В тот день прибой в Вайкики был особенно сильный. Даже волны Вахине вполне удовлетворяли хороших пловцов. Дальше, в прибой Канака, не заплывал никто. И не потому, что молодые спортсмены, собравшиеся на пляже, боялись заплыть так далеко, просто они знали, что гигантские гремящие валы, обрываясь вниз, неизбежно затопят даже самый большой из их челнов и перевернут любую доску. Большинство из них могли бы, правда, пуститься вплавь, потому что человек проплывет и сквозь такую волну, на какую не взобраться челнам и доскам; но не это привлекало сюда молодых людей из Гонолулу: они больше всего любили, раскачавшись на волне, на минуту подняться во весь рост в воздухе, а потом стрелою лететь вместе с волной к берегу.
Капитан челна номер девять, один из основателей яхт-клуба и сам неоднократный чемпион по плаванию на большую дистанцию, пропустил тот момент, когда Бартоны вошли в воду, и впервые увидел их уже за канатом, намного дальше последней группы купающихся. После этого он, стоя на верхней веранде клуба, уже не спускал с них глаз. Когда они миновали стальной мол, возле которого резвились в воде несколько самых отчаянных ныряльщиков, он с досадой пробормотал: «Вот чертовы малахини!»
«Малахини» по-гавайски значит новичок, неженка; а капитан челна номер девять, хоть и видел, как хорошо они плывут, знал, что только малахини отважится выплыть в стремительное и страшное глубокое течение за молом. Это-то и вызвало его досаду. Он спустился на берег, вполголоса дал указания кое-кому из самых сильных своих гребцов и вернулся на веранду, прихватив с собой бинокль. Шестеро гребцов, стараясь не обращать на себя внимания, снесли челн номер девять к самой воде, проверили весла и уключины, а затем небрежно развалились на песке. Глядя на них, никто бы не заподозрил, что творится что-то неладное, но сами они то и дело поглядывали вверх на своего капитана, а он не отнимал от глаз бинокля.

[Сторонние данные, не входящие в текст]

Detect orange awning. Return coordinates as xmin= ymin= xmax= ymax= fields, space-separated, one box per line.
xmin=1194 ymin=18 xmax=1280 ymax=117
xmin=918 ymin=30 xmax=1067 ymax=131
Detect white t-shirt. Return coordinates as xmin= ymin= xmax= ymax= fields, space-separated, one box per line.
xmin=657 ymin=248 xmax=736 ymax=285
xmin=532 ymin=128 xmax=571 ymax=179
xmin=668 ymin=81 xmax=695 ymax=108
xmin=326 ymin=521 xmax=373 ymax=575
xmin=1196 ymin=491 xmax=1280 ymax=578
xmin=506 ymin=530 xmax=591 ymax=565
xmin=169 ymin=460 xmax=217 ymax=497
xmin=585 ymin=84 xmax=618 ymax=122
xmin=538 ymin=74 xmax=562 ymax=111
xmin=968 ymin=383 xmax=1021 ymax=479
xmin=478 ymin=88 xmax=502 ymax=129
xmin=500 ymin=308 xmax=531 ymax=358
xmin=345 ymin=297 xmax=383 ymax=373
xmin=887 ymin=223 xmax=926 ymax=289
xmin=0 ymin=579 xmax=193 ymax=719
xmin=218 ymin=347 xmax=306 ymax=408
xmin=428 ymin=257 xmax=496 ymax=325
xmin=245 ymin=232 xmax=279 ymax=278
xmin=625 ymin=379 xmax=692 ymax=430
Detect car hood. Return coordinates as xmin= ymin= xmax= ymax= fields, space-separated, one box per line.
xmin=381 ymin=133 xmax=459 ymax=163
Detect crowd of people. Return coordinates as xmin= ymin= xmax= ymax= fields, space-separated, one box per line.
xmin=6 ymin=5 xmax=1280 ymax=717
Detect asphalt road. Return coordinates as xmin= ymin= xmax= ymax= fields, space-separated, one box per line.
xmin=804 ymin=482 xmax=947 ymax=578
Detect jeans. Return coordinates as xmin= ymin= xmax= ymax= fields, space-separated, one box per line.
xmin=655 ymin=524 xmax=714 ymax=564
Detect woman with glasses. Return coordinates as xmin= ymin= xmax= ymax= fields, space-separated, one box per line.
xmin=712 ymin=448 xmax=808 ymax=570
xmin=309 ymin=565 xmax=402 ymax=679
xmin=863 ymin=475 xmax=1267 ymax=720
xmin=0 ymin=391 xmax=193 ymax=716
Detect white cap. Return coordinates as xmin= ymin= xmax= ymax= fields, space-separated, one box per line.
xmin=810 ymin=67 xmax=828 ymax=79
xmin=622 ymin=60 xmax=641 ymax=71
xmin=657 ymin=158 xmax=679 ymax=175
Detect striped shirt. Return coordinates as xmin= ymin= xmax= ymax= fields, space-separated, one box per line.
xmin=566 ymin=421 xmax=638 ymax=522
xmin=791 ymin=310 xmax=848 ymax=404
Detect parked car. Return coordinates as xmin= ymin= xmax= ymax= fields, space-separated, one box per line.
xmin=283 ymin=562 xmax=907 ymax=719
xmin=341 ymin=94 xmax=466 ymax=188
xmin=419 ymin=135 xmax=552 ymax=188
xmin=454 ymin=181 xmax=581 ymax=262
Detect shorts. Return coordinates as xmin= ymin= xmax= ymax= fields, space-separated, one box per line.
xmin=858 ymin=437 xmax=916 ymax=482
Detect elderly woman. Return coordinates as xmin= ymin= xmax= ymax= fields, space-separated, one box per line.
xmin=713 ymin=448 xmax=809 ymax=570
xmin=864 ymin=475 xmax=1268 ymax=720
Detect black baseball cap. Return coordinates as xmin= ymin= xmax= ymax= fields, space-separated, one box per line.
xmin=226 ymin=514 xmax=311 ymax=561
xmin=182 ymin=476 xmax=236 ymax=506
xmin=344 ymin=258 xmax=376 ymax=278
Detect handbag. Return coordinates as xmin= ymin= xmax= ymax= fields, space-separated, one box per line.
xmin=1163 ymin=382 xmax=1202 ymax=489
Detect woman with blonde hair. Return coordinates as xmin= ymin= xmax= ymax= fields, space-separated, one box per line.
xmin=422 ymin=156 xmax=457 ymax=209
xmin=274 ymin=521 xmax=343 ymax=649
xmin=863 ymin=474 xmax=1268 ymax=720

Страшная глубина за молом объяснялась тем, что в море вливался ручей, — кораллы не живут в пресной воде. А стремительность течения объяснялась силой рвущегося к берегу прибоя. Вода, которую снова и снова гнал к берегу грозный прибой Канака, спадая, уходила обратно в море с этим течением и вниз под большие валы. Даже здесь, где было течение, волны вздымались высоко, но все же не на такую великолепную и устрашающую высоту, как справа и слева от него. Таким образом, в самом течении челну или сильному пловцу особая опасность не грозила. Но нужно было быть поистине сильным пловцом, чтобы устоять против его силы. Вот почему капитан номера девятого не покидал своего наблюдательного поста и не переставал бормотать проклятия, уверенный в том, что эти малахини вынудят его спустить челн и отправиться им на подмогу, когда они выбьются из сил. Сам он на их месте повернул бы налево, к мысу Даймонд, и дал бы прибою Канака вынести себя на сушу. Но ведь он — это он, двадцатидвухлетний бронзовый Геркулес, белый человек, обожженный субтропическим солнцем до цвета красного дерева и очень напоминающий фигурой и силой мускулов Дьюка Каханомоку. В заплыве на сто ярдов чемпион мира всегда опережал его на целую секунду, зато на дальних дистанциях он оставлял чемпиона далеко позади.